Une bataille judiciaire entre héritiers et actionnaires
L’origine du litige remonte à 1991, année de création de Petromin Oils Maroc, fruit d’une coentreprise entre Haj Mohamed Amhal, figure historique du secteur, et la société saoudienne Petromin Lubricating Oil Company. À la mort de Haj Amhal en 1995, la gestion de la société passe entre les mains de Mohamed Fadile, alors actionnaire minoritaire, avec l’accord des héritiers. À l’époque, les familles Amhal, Fadile et Bicha, toutes originaires du Souss, entretenaient des relations étroites, lit-on.
Des accusations de dilution de participation
Selon la famille Amhal, leur participation de 50 % dans le capital de Petromin Oils Maroc aurait été diluée progressivement jusqu’à disparaître complètement, sans qu’aucune transaction formelle n’ait été effectuée. D’après les documents comptables de la société, les actionnaires actuels sont principalement les familles Fadile (via Mohamed Fadile) et Bicha (représentée par Lahoucine et Mohamed Bicha). Les membres de la famille fondatrice n’y apparaissent plus.
Une dimension stratégique et politique
L’affaire prend une dimension plus stratégique du fait de l’implication indirecte d’Akwa Group, conglomérat dirigé par le chef du gouvernement Aziz Akhannouch. Le groupe est lié à l’un des actionnaires actuels de Petromin Oils Maroc, la famille Bicha, à travers leur coentreprise dans Gazafric, lit-on encore. Même si Akwa Group n’apparaît pas comme actionnaire direct dans Petromin, ses partenaires le sont, ce qui positionne le groupe dans la sphère d’influence autour de Petromin.
Des versions opposées sur les transferts de parts
La version présentée par Mustapha Amhal, fils du fondateur, accuse Mohamed Fadile d’avoir effectué des transferts de parts sans justificatifs réglementaires, en utilisant ses prérogatives de PDG pour enregistrer ces opérations dans les registres internes. En 2018, rappelle Jeune Afrique, Mustapha Amhal a intenté une action judiciaire au civil, au commercial et au pénal à Casablanca, notamment pour faux et usage de faux.
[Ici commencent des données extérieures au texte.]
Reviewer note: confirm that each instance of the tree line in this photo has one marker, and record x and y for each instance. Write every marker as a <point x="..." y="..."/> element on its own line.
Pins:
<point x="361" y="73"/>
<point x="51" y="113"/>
Débouté en première instance, il a interjeté appel.
Une question centrale sur la propriété de l’entreprise
L’avocat de Mustapha Amhal, Jalal Amahmoul, résume la question centrale: «Comment une entreprise appartenant initialement à Haj Mohamed Amhal, dont les héritiers détenaient la majorité, a-t-elle basculé dans le giron de groupes concurrents, sans preuve d’une cession régulière?». Pour leur part, des sources proches de Mohamed Fadile affirment que les transferts de parts ont été effectués dans le strict respect du cadre légal.